Base Bulk Inference¶
Bases: Bolt
AudioBulk is a class designed for bulk processing of audio data using various audio models from Hugging Face. It focuses on audio generation and transformation tasks, supporting a range of models and configurations.
Attributes:
Name | Type | Description |
---|---|---|
model |
AutoModelForAudioClassification
|
The audio model for generation or transformation tasks. |
processor |
AutoFeatureExtractor
|
The processor for preparing input data for the model. |
Parameters:
Name | Type | Description | Default |
---|---|---|---|
input |
BatchInput
|
Configuration and data inputs for the batch process. |
required |
output |
BatchOutput
|
Configurations for output data handling. |
required |
state |
State
|
State management for the Bolt. |
required |
**kwargs |
Arbitrary keyword arguments for extended configurations. |
{}
|
Methods
audio(**kwargs: Any) -> Dict[str, Any]: Provides an API endpoint for audio processing functionality. Accepts various parameters for customizing the audio processing tasks.
process(audio_input: Union[str, bytes], **processing_params: Any) -> dict: Processes the audio input based on the provided parameters. Supports multiple processing methods.
__init__(input, output, state, **kwargs)
¶
Initializes the AudioBulk with configurations and sets up logging. Prepares the environment for audio processing tasks.
Parameters:
Name | Type | Description | Default |
---|---|---|---|
input |
BatchInput
|
The input data configuration for the audio processing task. |
required |
output |
BatchOutput
|
The output data configuration for the results of the audio processing. |
required |
state |
State
|
The state configuration for the Bolt, managing its operational status. |
required |
**kwargs |
Additional keyword arguments for extended functionality and model configurations. |
{}
|
done()
¶
Finalizes the AudioBulk processing. Sends notification email if configured.
This method should be called after all audio processing tasks are complete. It handles any final steps such as sending notifications or cleaning up resources.

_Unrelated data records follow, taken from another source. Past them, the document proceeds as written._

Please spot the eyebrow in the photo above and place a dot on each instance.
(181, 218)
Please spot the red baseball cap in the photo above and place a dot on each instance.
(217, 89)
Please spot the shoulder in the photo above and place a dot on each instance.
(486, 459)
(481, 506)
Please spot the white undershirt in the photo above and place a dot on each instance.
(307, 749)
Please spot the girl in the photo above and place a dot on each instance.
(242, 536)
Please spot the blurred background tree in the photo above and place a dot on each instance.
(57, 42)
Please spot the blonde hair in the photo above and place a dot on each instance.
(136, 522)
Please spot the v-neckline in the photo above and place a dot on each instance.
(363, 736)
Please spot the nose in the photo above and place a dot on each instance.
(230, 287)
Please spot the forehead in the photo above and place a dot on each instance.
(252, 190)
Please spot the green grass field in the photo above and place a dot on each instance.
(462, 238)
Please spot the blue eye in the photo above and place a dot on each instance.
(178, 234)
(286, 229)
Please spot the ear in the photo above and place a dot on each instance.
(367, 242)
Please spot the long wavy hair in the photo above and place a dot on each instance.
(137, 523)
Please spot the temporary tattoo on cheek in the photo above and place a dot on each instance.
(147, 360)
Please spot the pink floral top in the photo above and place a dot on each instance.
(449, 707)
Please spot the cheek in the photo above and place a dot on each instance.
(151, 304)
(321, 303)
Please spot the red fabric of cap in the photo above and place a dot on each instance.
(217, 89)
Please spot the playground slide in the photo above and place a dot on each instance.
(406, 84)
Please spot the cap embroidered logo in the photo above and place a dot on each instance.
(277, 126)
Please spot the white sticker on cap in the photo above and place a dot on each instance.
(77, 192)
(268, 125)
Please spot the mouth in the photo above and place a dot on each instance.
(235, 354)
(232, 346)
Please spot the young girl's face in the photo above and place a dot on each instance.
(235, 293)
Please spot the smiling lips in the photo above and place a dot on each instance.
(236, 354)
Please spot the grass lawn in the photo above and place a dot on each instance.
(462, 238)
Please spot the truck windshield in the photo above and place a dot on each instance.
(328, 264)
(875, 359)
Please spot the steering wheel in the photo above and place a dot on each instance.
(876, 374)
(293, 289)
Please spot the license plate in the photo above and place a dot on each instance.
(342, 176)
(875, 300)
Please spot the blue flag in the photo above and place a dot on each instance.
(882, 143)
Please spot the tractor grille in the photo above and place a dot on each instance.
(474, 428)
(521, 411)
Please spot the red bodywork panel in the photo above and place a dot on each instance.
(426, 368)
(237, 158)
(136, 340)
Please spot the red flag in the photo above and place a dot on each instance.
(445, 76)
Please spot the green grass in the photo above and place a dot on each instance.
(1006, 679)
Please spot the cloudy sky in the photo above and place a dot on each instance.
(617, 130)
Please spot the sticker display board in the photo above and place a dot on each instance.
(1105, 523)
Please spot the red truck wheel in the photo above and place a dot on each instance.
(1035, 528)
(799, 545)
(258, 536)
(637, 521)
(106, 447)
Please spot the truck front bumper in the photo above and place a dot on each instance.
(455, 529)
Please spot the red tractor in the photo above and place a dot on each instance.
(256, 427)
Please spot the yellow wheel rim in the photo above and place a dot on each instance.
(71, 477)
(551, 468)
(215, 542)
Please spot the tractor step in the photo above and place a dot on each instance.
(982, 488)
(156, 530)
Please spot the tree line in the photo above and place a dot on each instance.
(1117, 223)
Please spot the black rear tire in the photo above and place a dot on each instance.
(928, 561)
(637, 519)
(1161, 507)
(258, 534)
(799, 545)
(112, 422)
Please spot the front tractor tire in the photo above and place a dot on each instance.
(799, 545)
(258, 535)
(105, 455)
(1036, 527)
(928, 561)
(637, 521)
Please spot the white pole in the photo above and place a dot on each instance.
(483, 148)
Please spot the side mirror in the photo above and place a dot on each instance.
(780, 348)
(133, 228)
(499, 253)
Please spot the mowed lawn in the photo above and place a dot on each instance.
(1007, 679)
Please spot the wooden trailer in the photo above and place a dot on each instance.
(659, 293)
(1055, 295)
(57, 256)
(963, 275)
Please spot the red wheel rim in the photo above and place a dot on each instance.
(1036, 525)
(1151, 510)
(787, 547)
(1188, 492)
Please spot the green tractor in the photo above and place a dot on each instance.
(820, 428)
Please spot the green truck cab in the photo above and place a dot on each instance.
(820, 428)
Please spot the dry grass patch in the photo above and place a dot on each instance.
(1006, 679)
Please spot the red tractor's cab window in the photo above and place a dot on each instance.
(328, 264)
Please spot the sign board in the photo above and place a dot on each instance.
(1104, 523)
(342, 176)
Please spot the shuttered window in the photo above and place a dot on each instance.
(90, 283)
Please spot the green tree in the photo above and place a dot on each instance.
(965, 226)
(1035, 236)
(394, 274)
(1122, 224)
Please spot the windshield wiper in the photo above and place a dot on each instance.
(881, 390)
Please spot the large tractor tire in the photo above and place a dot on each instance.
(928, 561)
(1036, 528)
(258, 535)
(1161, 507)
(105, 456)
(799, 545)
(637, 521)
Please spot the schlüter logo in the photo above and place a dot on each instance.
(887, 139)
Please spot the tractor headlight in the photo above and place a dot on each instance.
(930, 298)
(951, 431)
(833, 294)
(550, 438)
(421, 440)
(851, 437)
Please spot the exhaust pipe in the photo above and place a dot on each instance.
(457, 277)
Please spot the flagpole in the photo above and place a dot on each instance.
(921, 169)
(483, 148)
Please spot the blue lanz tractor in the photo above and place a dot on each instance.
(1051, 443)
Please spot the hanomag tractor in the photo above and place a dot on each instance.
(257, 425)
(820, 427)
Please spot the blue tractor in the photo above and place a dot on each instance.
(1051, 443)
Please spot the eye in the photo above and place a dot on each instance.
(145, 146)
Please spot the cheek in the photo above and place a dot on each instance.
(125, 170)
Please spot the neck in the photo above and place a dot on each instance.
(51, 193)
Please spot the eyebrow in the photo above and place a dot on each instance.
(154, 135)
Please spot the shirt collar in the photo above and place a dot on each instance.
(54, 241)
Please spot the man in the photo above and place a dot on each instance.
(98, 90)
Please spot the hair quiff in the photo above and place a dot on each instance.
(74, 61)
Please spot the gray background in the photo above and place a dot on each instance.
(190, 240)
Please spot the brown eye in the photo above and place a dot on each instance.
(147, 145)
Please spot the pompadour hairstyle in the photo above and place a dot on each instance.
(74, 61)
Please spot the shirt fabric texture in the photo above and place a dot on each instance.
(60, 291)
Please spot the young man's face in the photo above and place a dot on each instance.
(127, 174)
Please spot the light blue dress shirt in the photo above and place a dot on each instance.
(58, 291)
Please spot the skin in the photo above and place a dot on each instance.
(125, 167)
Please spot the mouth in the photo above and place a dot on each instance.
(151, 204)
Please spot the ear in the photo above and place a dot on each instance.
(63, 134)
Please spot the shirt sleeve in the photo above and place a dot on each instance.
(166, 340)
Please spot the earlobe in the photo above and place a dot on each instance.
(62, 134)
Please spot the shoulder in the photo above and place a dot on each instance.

load_models(model_name, processor_name, model_revision=None, processor_revision=None, model_class='', processor_class='AutoFeatureExtractor', use_cuda=False, precision='float16', quantization=0, device_map='auto', max_memory={0: '24GB'}, torchscript=False, compile=False, flash_attention=False, better_transformers=False, use_whisper_cpp=False, use_faster_whisper=False, **model_args)
¶
Loads and configures the specified audio model and processor for audio processing.
Parameters:
Name | Type | Description | Default |
---|---|---|---|
model_name |
str
|
Name or path of the audio model to load. |
required |
processor_name |
str
|
Name or path of the processor to load. |
required |
model_revision |
Optional[str]
|
Specific model revision to load (e.g., commit hash). |
None
|
processor_revision |
Optional[str]
|
Specific processor revision to load. |
None
|
model_class |
str
|
Class of the model to be loaded. |
''
|
processor_class |
str
|
Class of the processor to be loaded. |
'AutoFeatureExtractor'
|
use_cuda |
bool
|
Flag to use CUDA for GPU acceleration. |
False
|
precision |
str
|
Desired precision for computations ("float32", "float16", etc.). |
'float16'
|
quantization |
int
|
Bit level for model quantization (0 for none, 8 for 8-bit). |
0
|
device_map |
Union[str, Dict, None]
|
Specific device(s) for model operations. |
'auto'
|
max_memory |
Dict[int, str]
|
Maximum memory allocation for the model. |
{0: '24GB'}
|
torchscript |
bool
|
Enable TorchScript for model optimization. |
False
|
compile |
bool
|
Enable Torch JIT compilation. |
False
|
flash_attention |
bool
|
Flag to enable Flash Attention optimization for faster processing. |
False
|
better_transformers |
bool
|
Flag to enable Better Transformers optimization for faster processing. |
False
|
use_whisper_cpp |
bool
|
Whether to use whisper.cpp to load the model. Defaults to False. Note: only works for these models: https://github.com/aarnphm/whispercpp/blob/524dd6f34e9d18137085fb92a42f1c31c9c6bc29/src/whispercpp/utils.py#L32 |
False
|
use_faster_whisper |
bool
|
Whether to use faster-whisper. |
False
|
**model_args |
Any
|
Additional arguments for model loading. |
{}
|
Returns:
Type | Description |
---|---|
Tuple[AutoModelForAudioClassification, AutoFeatureExtractor]
|
Tuple[AutoModelForAudioClassification, AutoFeatureExtractor]: Loaded model and processor. |